Result of Investigation

  • The mooring operation had been properly planned and an experienced mooring contractor specializing in STS operations had been appointed by the charterers.
  • Sufficient number of fenders were deployed on the lightering vessel by the mooring company.
  • STS checklists were completed correctly and the mooring plan was agreed with the Mooring Master.
  • The mooring operation was planned for daylight hours only.
  • The weather and sea conditions at the time of approach were favourable for the planned operation, however, when the vessels were about 10 metres apart a gust estimated to be about 25 knots suddenly blew across the heading of the two vessels.
  • Drug and alcohol tests were conducted onboard and all were negative.

Root Cause / Contributory Factors

  • Too much reliance being placed on the Mooring Master’s knowledge and experience.
  • Own ship’s bridge team failed to observe the approach of strong gust, being fully engrossed only in the mooring operation.


Damaged pneumatic fender hanging by wire sling and chain


Deep gouges on topsides of own ship caused by deflated fender’s metal fittings


Buckled stringer inside side ballast tank caused by contact in bow region

Corrective / Preventative Actions

Fleet instructions issued reminding Masters and bridge teams to:

  • Be aware that the master is overall in charge of STS operations and the Mooring Master operates only in an advisory capacity.
  • Promptly raise any concerns with regard to the manoeuvre(s) being planned or executed, with the master exercising his authority to override actions of the Pilot / Mooring Master to ensure safety of life, property and environment.
  • Be aware of the prevailing and developing environmental and traffic conditions, and abort the manoeuvre or operation in progress if the safety of the vessel should be compromised.
  • Record all events and information in the bridge log book correctly.

Hot Cooking Oil Splashed into Cook’s Eye: MARS 201241

The cook was shallow frying vegetables in the galley. When transferring the raw, cut vegetables into the heated oil in the saucepan from above, most of it fell as a large lump, resulting in the oil splashing out and some of it entering the cook’s right eye. The cook immediately washed the affected eye with cold running water, and thinking his selfadministered first aid was sufficient, failed to report the incident for several days until the eye developed a blister and became painful. Hewas given more treatment onboard and sent for follow-up treatment ashore at the next port.

Result of Investigation

As the incident was not reported for several days, it is presumed that one or more of the following situations may have existed and contributed to the incident:

  • Excessive quantity of frying fat in the pan/wok.
  • Momentary lapse of concentration on the part of the cook.
  • Allowing raw food to drop into hot oil from an unsafe height instead of transferring it by means of ladle or spoon.

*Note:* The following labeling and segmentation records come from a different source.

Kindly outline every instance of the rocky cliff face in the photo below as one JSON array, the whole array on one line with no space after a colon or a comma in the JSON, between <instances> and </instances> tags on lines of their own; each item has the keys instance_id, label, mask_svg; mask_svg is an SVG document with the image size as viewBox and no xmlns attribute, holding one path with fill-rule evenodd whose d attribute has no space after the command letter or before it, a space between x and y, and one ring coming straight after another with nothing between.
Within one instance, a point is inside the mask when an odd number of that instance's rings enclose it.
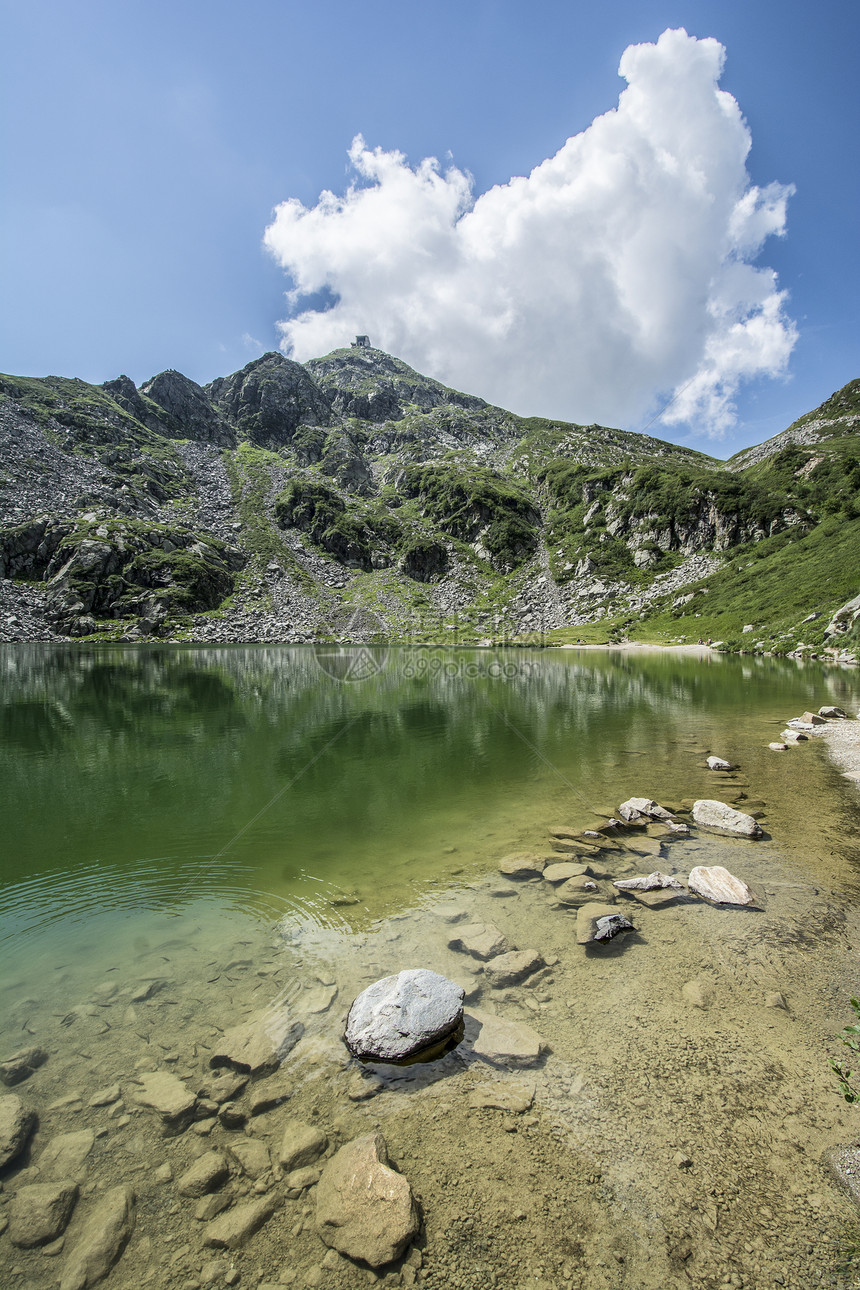
<instances>
[{"instance_id":1,"label":"rocky cliff face","mask_svg":"<svg viewBox=\"0 0 860 1290\"><path fill-rule=\"evenodd\" d=\"M311 640L344 614L482 639L649 613L812 531L825 493L854 504L859 390L726 468L514 417L376 350L267 353L206 387L1 377L0 639ZM792 457L808 433L819 455Z\"/></svg>"}]
</instances>

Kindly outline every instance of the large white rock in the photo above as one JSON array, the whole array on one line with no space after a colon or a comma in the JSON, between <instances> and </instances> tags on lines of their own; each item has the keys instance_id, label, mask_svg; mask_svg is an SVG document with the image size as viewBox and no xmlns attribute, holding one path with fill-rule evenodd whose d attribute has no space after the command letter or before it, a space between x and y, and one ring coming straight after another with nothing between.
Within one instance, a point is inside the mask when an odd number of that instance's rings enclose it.
<instances>
[{"instance_id":1,"label":"large white rock","mask_svg":"<svg viewBox=\"0 0 860 1290\"><path fill-rule=\"evenodd\" d=\"M716 904L753 904L756 899L744 880L723 869L722 864L696 866L690 871L687 886Z\"/></svg>"},{"instance_id":2,"label":"large white rock","mask_svg":"<svg viewBox=\"0 0 860 1290\"><path fill-rule=\"evenodd\" d=\"M659 871L640 875L636 878L618 878L612 882L612 886L616 886L620 891L659 891L661 888L681 888L683 890L683 882L678 882L677 878Z\"/></svg>"},{"instance_id":3,"label":"large white rock","mask_svg":"<svg viewBox=\"0 0 860 1290\"><path fill-rule=\"evenodd\" d=\"M418 1236L413 1191L388 1164L382 1134L342 1147L322 1170L316 1224L327 1246L373 1268L400 1258Z\"/></svg>"},{"instance_id":4,"label":"large white rock","mask_svg":"<svg viewBox=\"0 0 860 1290\"><path fill-rule=\"evenodd\" d=\"M696 824L705 828L721 828L727 833L739 833L741 837L761 837L762 829L752 815L745 815L743 810L735 810L726 802L717 802L703 799L692 804L692 818Z\"/></svg>"},{"instance_id":5,"label":"large white rock","mask_svg":"<svg viewBox=\"0 0 860 1290\"><path fill-rule=\"evenodd\" d=\"M463 1019L464 993L427 968L384 977L355 1000L344 1042L353 1057L402 1062L454 1033Z\"/></svg>"}]
</instances>

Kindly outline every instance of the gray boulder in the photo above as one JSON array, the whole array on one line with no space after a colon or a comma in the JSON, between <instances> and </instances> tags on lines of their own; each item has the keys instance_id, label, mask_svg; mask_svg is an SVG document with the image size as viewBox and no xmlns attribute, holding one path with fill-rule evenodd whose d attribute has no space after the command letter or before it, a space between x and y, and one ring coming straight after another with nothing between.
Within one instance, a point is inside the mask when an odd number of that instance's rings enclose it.
<instances>
[{"instance_id":1,"label":"gray boulder","mask_svg":"<svg viewBox=\"0 0 860 1290\"><path fill-rule=\"evenodd\" d=\"M741 837L761 837L761 824L743 810L735 810L726 802L703 799L692 804L692 818L705 828L718 828L725 833L738 833Z\"/></svg>"},{"instance_id":2,"label":"gray boulder","mask_svg":"<svg viewBox=\"0 0 860 1290\"><path fill-rule=\"evenodd\" d=\"M687 885L696 895L714 904L753 904L754 897L743 878L725 869L722 864L699 864L690 871Z\"/></svg>"},{"instance_id":3,"label":"gray boulder","mask_svg":"<svg viewBox=\"0 0 860 1290\"><path fill-rule=\"evenodd\" d=\"M0 1098L0 1169L24 1149L36 1127L36 1112L30 1111L14 1093Z\"/></svg>"},{"instance_id":4,"label":"gray boulder","mask_svg":"<svg viewBox=\"0 0 860 1290\"><path fill-rule=\"evenodd\" d=\"M322 1170L316 1226L322 1241L371 1268L400 1258L418 1236L413 1191L388 1162L382 1134L342 1147Z\"/></svg>"},{"instance_id":5,"label":"gray boulder","mask_svg":"<svg viewBox=\"0 0 860 1290\"><path fill-rule=\"evenodd\" d=\"M402 1062L441 1044L463 1020L464 991L427 968L384 977L355 1000L344 1042L353 1057Z\"/></svg>"},{"instance_id":6,"label":"gray boulder","mask_svg":"<svg viewBox=\"0 0 860 1290\"><path fill-rule=\"evenodd\" d=\"M611 904L592 900L581 906L576 915L576 944L591 946L606 943L623 931L634 931L628 917L619 913Z\"/></svg>"}]
</instances>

Corrective / Preventative Actions

The incident report was circulated to the fleet, reminding crews that:

  • It is important to report injuries immediately after occurrence, regardless of degree.
  • Potential chronic/delayed damage can occur with eye injuries, especially if first aid is not administered immediately.
  • The galley is one of the high risk areas onboard ship.
  • The importance of donning proper PPE appropriate to the task in hand.
  • They must be aware of hazards and injury risks in the galley.